Authorities on Monday released the identity of the woman who crashed and died in north Minneapolis after losing a front tire, causing her vehicle to flip.

Nicole M. Rindahl, 35, of Minneapolis, suffered fatal injuries shortly before sunrise last Tuesday, when her vehicle left eastbound N. Glenwood Avenue near Xerxes Avenue and she was pinned beneath the overturned car, according to the Hennepin County Medical Examiner's Office.

Rindahl "adored her [three] children," said cousin Jay Rindahl. "Niki was full of love and joy. Whenever she was around she could make you smile with her bubbly personality. She was always goofy."

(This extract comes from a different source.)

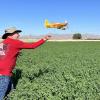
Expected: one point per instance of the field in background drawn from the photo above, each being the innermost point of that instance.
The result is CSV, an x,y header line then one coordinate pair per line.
x,y
58,71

Police spokesman John Elder said Monday that the department is investigating how Rindahl's car lost its right front tire and other aspects of the high-speed crash.

The rim left gouge marks on the roadway "for quite some distance" before the car went onto the grass, hit a small yellow pole and kept going until it came to rest with its wheels up, the police spokesman said.

Elder said earlier that Rindahl was not wearing a seat belt.

Rindahl's boyfriend of 2½ years, Herb Jones, said she was driving back to Minneapolis from a visit to Stacy, Minn.

"She wasn't great with directions," Jones said, when he learned her car trouble began on northbound Hwy. 100 shortly before she exited at Glenwood. "She always joked that she fought with Siri. She must have put in the wrong directions."

Jones said the entire circumstances of the incident are "just so bizarre. I can't make any sense of it all. ... I'm surprised she didn't call me, when the tire went and I'd come and get her."

He said Rindahl called him "and said she was on her way, I left the door unlocked" before going out for a predawn run.

"She wasn't here when I got back, so I left the door unlocked and went up to bed," he said. "I was just hoping she would call."

Jones said his girlfriend had a soft spot for animals, recalling, "We picked up three kittens from a guy in Mora she found on Craigslist two years ago after my 18-year-old cat passed away, and they were such a big part of her life. She was constantly chatting with them."